Bible Verses About Being Single: Singleness Isn't God's Waiting Room — It's a Whole Room
The Church Has a Singles Problem
If you are single and you have spent any amount of time in a church, you have probably experienced at least three of the following: an unsolicited promise that "God has someone for you," a married couple telling you to "enjoy this season" with the enthusiasm of someone recommending a dentist appointment, an invitation to "the singles group" that meets in the church basement and has the social energy of a DMV waiting room, or — my personal favorite — the reassurance that "you just haven't found the right person yet," as though your singleness is a problem to be diagnosed and solved.
The Western church, for all its strengths, has developed a deeply unhealthy theology of singleness. Marriage is treated as the default, the goal, the finish line of spiritual maturity. Singles are treated as incomplete — works in progress, rough drafts waiting for God to send an editor. Youth group culture is built around "saving yourself" for a future spouse. Couples are invited to dinner parties. Singles are invited to pray about it.
Here is the thing: none of this is biblical. Not even a little. The Bible does not treat singleness as a deficiency, a punishment, or a waiting room. It treats it as a legitimate, honored, even preferred state of life for certain callings. The two most important figures in the New Testament — Jesus and Paul — were both single. If singleness were a spiritual second class, the Savior of the world and the greatest missionary in church history both failed to check the most basic box.
So let us actually open the Bible and look at what it says about being single. Because it says a lot more — and a lot better — than most churches have led you to believe.
Jesus Was Single. Paul Was Single. Let That Sink In.
This should stop every "you need to get married to be complete" conversation dead in its tracks, but somehow it does not. So let us sit with it for a moment.
Jesus Christ — God incarnate, the fullest expression of human life ever lived, the person who was more whole, more complete, more emotionally healthy, more spiritually mature than any human being in history — was single.

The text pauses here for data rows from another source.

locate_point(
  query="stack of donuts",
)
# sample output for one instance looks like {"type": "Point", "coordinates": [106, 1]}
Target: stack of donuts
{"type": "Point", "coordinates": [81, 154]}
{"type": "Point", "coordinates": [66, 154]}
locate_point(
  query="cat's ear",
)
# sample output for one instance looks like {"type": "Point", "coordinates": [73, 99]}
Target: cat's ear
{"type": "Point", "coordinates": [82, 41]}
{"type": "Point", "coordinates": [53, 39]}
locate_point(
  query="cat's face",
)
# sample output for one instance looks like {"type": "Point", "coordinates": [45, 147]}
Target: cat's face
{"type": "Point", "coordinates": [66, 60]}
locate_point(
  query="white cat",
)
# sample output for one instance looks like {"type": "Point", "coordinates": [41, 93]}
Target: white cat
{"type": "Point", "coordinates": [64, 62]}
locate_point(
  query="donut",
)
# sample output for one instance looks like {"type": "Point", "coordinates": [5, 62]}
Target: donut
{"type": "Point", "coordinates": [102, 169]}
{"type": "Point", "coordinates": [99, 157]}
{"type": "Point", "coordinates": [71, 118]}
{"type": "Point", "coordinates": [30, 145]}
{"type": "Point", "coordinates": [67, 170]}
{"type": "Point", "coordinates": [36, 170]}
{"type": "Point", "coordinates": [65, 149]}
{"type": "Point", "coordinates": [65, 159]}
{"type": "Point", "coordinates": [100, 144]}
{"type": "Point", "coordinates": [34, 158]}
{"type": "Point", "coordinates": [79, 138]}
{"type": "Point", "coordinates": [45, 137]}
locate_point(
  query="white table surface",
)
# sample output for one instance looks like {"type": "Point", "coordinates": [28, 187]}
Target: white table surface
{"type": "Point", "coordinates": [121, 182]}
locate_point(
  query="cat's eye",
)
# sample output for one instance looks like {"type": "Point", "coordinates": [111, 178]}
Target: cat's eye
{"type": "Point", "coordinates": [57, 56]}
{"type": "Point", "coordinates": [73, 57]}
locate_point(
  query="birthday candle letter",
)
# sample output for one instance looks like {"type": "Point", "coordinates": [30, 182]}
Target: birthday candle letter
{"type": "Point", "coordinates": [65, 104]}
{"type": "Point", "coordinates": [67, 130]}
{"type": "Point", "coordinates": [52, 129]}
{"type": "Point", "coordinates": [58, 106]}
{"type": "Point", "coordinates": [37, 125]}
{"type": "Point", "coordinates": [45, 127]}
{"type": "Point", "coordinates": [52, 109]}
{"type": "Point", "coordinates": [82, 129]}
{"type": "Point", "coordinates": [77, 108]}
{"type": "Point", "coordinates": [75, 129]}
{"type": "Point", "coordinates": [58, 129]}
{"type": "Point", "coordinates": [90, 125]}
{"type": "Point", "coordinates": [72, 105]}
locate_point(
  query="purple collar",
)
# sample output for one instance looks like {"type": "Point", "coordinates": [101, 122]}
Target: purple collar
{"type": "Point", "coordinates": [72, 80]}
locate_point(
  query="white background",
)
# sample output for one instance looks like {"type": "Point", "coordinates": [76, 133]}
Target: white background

He never married. He never had a romantic partner. And He lived the most complete, purpose-filled, relationally rich life the world has ever seen.
If marriage were necessary for human wholeness, Jesus was incomplete. Are we really prepared to say that? Are we really going to look at the Son of God and say He was missing something? That His life would have been better, fuller, more "finished" if He had found a nice girl in Nazareth and settled down? The very idea is absurd. And yet the way many churches treat singleness implies exactly this.
Paul was equally single and equally unapologetic about it. In fact, he went further — he actively recommended it. But we will get to that in the next section.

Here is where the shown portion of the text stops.